By
Anthony De Franco 
September 30, 2009, at 10:00 am
Oh my god. He did it to me again.
Yes, Brett Favre did to this me personally. I know that the people who should really be upset are 49er fans, but I remain destroyed by another Brett Favre “just having fun out there” moment.
I spend a shocking amount of my life trying to untangle to web of Brett Favre man-love that the mainstream media has spun around the average football fan. Between this column, my website, and any radio that I do, I try to preach the following doctrine: Favre has been overrated since his days as a Falcon. He throws too many interceptions and has cost his teams as many big games as he’s won. He had some great years in the late nineties, but since then, he is more of the problem than he is the solution. Yet, people in our line of work make excuses for him every day because he’s weaved this “good ol’ boy” persona that the middle of this country loves.

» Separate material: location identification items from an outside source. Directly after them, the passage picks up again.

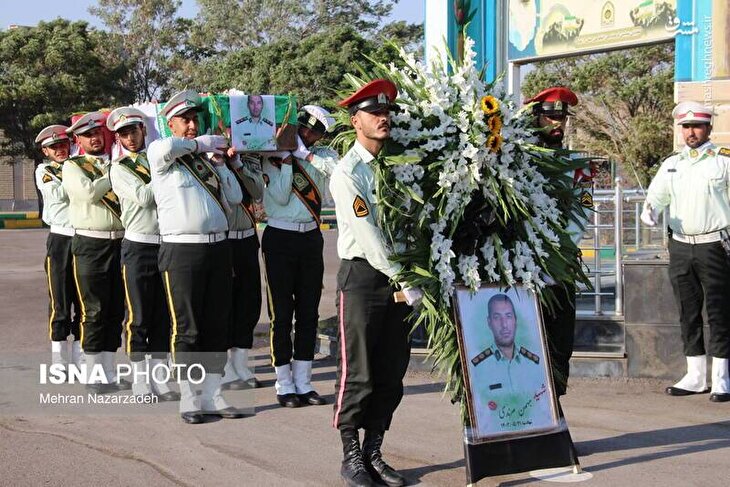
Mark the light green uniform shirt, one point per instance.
(139, 211)
(253, 182)
(86, 210)
(279, 199)
(353, 188)
(694, 184)
(55, 199)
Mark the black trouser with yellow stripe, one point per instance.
(61, 289)
(560, 330)
(374, 348)
(198, 280)
(98, 275)
(246, 290)
(147, 324)
(294, 272)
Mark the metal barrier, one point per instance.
(609, 219)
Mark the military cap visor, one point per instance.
(53, 134)
(378, 95)
(691, 112)
(124, 117)
(182, 102)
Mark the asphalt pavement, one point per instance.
(626, 431)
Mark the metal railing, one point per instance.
(616, 216)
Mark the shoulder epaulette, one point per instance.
(529, 355)
(482, 356)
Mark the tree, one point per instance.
(312, 69)
(47, 73)
(626, 100)
(230, 25)
(145, 34)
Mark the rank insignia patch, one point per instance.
(586, 199)
(360, 208)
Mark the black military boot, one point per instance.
(353, 469)
(374, 463)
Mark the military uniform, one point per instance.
(58, 266)
(515, 392)
(246, 297)
(258, 134)
(193, 199)
(560, 319)
(147, 324)
(693, 184)
(292, 246)
(95, 215)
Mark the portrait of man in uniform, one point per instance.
(253, 122)
(503, 354)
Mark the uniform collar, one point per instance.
(708, 148)
(364, 154)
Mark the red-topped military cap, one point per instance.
(375, 96)
(554, 101)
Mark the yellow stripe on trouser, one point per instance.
(130, 313)
(53, 301)
(82, 323)
(272, 314)
(171, 305)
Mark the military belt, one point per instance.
(697, 239)
(293, 226)
(69, 232)
(195, 238)
(111, 235)
(142, 238)
(241, 234)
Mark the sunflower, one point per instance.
(490, 105)
(495, 124)
(494, 142)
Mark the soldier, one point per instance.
(258, 132)
(194, 196)
(95, 215)
(693, 183)
(551, 110)
(373, 333)
(56, 146)
(148, 323)
(246, 272)
(292, 249)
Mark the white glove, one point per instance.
(211, 143)
(413, 295)
(649, 216)
(301, 152)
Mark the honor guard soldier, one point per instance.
(56, 146)
(246, 304)
(373, 333)
(551, 110)
(258, 131)
(95, 215)
(693, 184)
(147, 324)
(292, 246)
(194, 196)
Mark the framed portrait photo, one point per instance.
(505, 363)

In last week’s column, I listed who I thought the top eleven quarterbacks in the NFL are, and it made some waves. Some people agreed with me, and most didn’t, but the thing I was happiest about was that no one brought up number four. I felt vindicated.

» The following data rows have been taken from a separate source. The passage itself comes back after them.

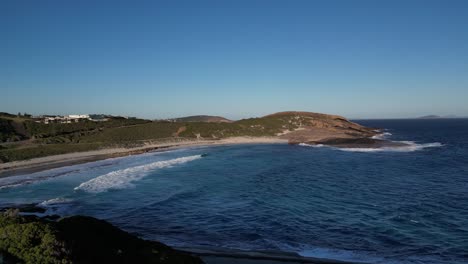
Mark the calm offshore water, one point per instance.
(405, 206)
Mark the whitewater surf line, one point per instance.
(122, 179)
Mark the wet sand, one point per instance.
(45, 163)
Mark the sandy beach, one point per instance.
(44, 163)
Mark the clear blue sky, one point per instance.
(157, 59)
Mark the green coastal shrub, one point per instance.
(78, 239)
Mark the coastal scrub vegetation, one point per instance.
(23, 138)
(77, 239)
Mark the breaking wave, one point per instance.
(409, 147)
(383, 135)
(122, 179)
(55, 201)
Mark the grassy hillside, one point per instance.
(202, 118)
(52, 139)
(78, 239)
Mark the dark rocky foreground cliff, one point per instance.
(78, 239)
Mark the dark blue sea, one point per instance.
(396, 205)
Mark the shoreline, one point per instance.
(14, 168)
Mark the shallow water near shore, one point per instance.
(386, 206)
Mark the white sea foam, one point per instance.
(312, 146)
(409, 147)
(55, 201)
(19, 180)
(122, 179)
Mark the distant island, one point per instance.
(27, 140)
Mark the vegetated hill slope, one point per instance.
(78, 239)
(315, 127)
(203, 118)
(52, 139)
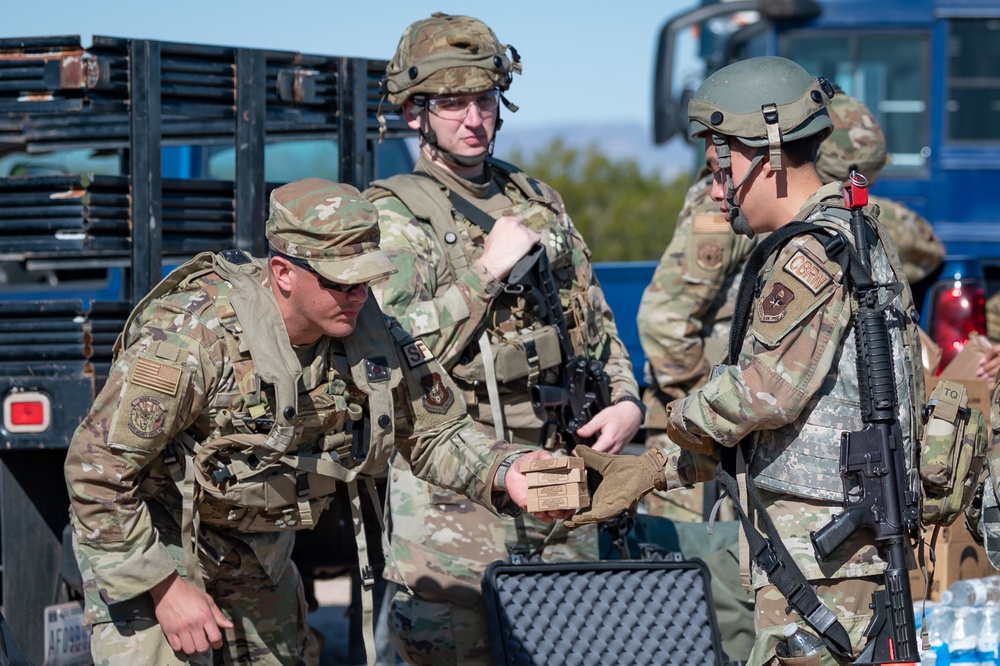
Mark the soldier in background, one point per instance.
(454, 229)
(241, 389)
(793, 387)
(686, 310)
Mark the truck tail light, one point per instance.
(957, 308)
(27, 411)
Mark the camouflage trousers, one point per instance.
(849, 598)
(269, 622)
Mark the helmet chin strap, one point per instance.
(737, 218)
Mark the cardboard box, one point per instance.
(962, 369)
(958, 558)
(557, 477)
(557, 503)
(557, 490)
(563, 463)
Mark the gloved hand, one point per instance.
(624, 480)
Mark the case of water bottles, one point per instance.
(964, 627)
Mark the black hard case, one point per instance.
(595, 613)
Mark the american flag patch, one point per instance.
(156, 376)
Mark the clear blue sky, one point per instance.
(584, 61)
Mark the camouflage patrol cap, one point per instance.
(761, 101)
(445, 55)
(331, 227)
(857, 140)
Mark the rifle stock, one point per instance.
(583, 388)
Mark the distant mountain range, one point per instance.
(617, 141)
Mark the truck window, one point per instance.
(973, 106)
(887, 71)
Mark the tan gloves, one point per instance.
(624, 480)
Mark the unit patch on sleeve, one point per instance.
(416, 352)
(710, 254)
(773, 306)
(156, 376)
(809, 271)
(437, 398)
(148, 417)
(377, 369)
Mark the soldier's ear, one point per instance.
(281, 273)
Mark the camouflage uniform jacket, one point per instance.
(919, 250)
(448, 300)
(184, 368)
(795, 390)
(685, 312)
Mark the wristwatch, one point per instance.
(635, 401)
(505, 464)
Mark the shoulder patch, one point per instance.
(808, 270)
(416, 352)
(156, 376)
(774, 305)
(711, 223)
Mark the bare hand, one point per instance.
(616, 424)
(517, 487)
(188, 617)
(989, 364)
(505, 244)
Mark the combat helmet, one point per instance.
(448, 55)
(763, 102)
(857, 142)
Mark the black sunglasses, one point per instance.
(323, 282)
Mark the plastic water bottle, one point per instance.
(801, 643)
(973, 592)
(965, 631)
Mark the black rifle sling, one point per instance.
(769, 552)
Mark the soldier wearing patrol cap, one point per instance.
(793, 388)
(454, 229)
(242, 390)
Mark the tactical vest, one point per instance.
(803, 458)
(523, 348)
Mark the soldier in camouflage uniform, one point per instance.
(793, 389)
(685, 312)
(242, 389)
(454, 229)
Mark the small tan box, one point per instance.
(553, 464)
(557, 491)
(557, 477)
(557, 503)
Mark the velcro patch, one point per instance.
(416, 353)
(809, 271)
(710, 255)
(156, 376)
(437, 398)
(773, 306)
(711, 223)
(147, 417)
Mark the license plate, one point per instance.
(67, 641)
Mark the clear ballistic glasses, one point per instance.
(456, 107)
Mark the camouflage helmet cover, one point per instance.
(857, 140)
(446, 54)
(331, 227)
(761, 101)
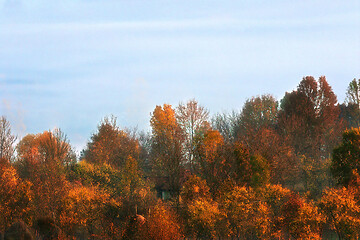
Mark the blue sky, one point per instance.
(69, 63)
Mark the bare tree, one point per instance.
(7, 140)
(193, 119)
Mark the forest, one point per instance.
(285, 169)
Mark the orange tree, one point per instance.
(346, 157)
(15, 197)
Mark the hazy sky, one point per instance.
(69, 63)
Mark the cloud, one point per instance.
(15, 114)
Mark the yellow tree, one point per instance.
(15, 197)
(193, 120)
(111, 145)
(43, 159)
(342, 211)
(167, 147)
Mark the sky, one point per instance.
(69, 63)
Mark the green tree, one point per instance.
(193, 120)
(342, 212)
(308, 118)
(351, 110)
(43, 160)
(167, 153)
(111, 145)
(346, 157)
(247, 215)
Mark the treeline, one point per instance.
(274, 170)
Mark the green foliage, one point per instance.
(341, 208)
(346, 157)
(111, 145)
(194, 188)
(15, 197)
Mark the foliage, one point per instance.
(342, 210)
(301, 219)
(194, 188)
(110, 145)
(309, 118)
(193, 120)
(162, 223)
(7, 140)
(15, 197)
(167, 147)
(346, 157)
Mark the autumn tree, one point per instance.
(167, 154)
(342, 212)
(246, 169)
(15, 197)
(345, 159)
(308, 117)
(193, 120)
(211, 164)
(228, 125)
(247, 215)
(350, 110)
(258, 112)
(43, 160)
(111, 145)
(7, 140)
(203, 218)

But, that’s the worst part about this guy. He won’t go away. Every single time I think that I’ve convinced people that he’s awful, he’s got to go and do something like this.
This week, I sat through the entirety of Favre’s pedestrian performance against a good 49ers defense. In fact, I would go as far as to say that he had become a middle man between the center and “Purple Jesus” Adrian Peterson. He routinely missed on key third downs that could have put San Francisco away much earlier in the game. After all, Favre has always been sub-par on third down because he’d rather throw it down the field and miss than take the safe completion and move the chains.
On that final drive, Favre still hadn’t been anything special. He was dinking and dunking against a prevent defense and it looked like the clock would inevitably run out on him. Going into that last play, he was 23-of-45 with 269 yards, a touchdown and an interception. He had a quarterback rating of 67, for what that’s worth.
Then, he rolls away from pressure and throws a heave downfield moments before defensive end Manny Lawson ate his soul. A play where Niners coach Mike Singletary decided to rush only three and allow Favre all the time in the world to throw. This heave that should have been intercepted had safety Mark Roman not practically had a seizure in front of the receiver that he should have been covering. A heave to a receiver that had recently been signed because of his ability on special teams. This heave that made him a national hero again.
Within moments, Favre’s face was the on the front page of every major website. The world loved number four all over again. Now, I have to mention his 311 career interceptions. I have to mention his playoff failures that almost exactly match his playoff successes. I have to mention that he isn’t the reason that Vikings were even in that game; the run defense that allowed only 58 yards on 26 rushes was.
Just when I thought I was done, Brett had to pull me back in.